Groen Oost-Vlaanderen trapte haar verkiezingscampagne af in Horebeke, de thuisbasis van Petra De Sutter. Dit gebeurde onder grote persbelangstelling. ‘Het is nodig dat we zoveel mogelijk Oost-Vlaamse Groenen naar het parlement sturen want Oost-Vlamingen lopen in Vlaanderen na de Antwerpenaren het grootste risico op armoede of sociale uitsluiting . Daarnaast is Oost-Vlaanderen één van de provincies met het minst aantal toegankelijk groene plekken zijn ,’ klinkt het bij lijstrekkers Petra De Sutter en Mieke Schauvliege.
Lijsttrekster Sara Matthieu voor Europa was eveneens op de afspraak.

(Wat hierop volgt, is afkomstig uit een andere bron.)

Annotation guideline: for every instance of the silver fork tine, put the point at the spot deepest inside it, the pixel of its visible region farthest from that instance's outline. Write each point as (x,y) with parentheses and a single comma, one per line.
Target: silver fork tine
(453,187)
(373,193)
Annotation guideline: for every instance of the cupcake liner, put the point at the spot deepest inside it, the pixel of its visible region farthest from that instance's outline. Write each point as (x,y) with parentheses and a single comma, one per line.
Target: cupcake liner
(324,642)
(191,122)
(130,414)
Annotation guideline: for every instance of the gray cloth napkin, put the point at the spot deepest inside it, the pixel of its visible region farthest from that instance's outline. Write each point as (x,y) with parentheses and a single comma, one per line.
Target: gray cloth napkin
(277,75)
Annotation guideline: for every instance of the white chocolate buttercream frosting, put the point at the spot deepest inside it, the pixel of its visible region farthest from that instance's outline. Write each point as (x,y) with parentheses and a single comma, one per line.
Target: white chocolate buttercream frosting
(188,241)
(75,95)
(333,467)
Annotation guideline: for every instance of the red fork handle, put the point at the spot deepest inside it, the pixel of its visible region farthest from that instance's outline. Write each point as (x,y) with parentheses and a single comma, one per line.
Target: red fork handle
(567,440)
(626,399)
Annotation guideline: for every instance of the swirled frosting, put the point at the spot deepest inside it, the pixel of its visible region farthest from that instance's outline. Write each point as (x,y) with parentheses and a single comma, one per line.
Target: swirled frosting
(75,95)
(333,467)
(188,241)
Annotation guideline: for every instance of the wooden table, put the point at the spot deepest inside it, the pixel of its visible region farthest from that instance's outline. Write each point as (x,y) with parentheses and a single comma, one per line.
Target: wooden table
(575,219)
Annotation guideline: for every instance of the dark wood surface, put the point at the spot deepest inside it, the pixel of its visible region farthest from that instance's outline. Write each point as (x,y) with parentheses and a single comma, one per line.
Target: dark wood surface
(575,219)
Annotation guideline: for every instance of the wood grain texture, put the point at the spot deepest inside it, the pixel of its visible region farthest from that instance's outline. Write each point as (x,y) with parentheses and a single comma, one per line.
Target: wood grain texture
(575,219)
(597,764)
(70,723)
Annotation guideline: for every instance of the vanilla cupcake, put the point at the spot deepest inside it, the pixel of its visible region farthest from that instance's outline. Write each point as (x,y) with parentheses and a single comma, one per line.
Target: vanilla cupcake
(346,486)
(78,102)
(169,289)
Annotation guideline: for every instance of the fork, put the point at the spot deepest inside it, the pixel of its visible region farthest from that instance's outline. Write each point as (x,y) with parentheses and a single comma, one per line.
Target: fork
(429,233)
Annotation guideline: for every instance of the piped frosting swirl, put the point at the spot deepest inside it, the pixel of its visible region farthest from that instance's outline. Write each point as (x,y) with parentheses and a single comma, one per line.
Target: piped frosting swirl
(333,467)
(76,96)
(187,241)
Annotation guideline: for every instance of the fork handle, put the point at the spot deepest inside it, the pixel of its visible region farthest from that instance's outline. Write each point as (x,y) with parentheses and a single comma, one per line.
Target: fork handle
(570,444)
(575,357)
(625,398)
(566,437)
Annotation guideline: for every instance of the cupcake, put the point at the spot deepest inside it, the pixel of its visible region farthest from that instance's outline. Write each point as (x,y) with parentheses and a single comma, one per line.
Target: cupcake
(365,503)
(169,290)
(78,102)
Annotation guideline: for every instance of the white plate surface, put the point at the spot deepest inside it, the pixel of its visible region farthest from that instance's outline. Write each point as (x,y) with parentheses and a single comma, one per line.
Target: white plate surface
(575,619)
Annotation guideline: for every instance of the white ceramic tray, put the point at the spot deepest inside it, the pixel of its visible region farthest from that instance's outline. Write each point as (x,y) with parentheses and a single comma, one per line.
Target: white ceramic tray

‘De Oost-Vlaamse groenen zullen op één dag bij elke inwoner van Horebeke op huisbezoek gaan. Dat zijn om en bij de 800 deuren. Met een 40-tal vrijwilligers en Oost-Vlaamse kandidaten zal er een groene golf door de kleinste gemeente van Oost-Vlaanderen trekken. In totaal gaan we de komende weken 10.000 deuren doen in Oost-Vlaanderen,’ zeggen De Sutter en Schauvliege die met onder meer Fourat Ben Chikha, Isaura Calsyn, Stefaan Van Hecke en Sara Matthieu campagne voeren.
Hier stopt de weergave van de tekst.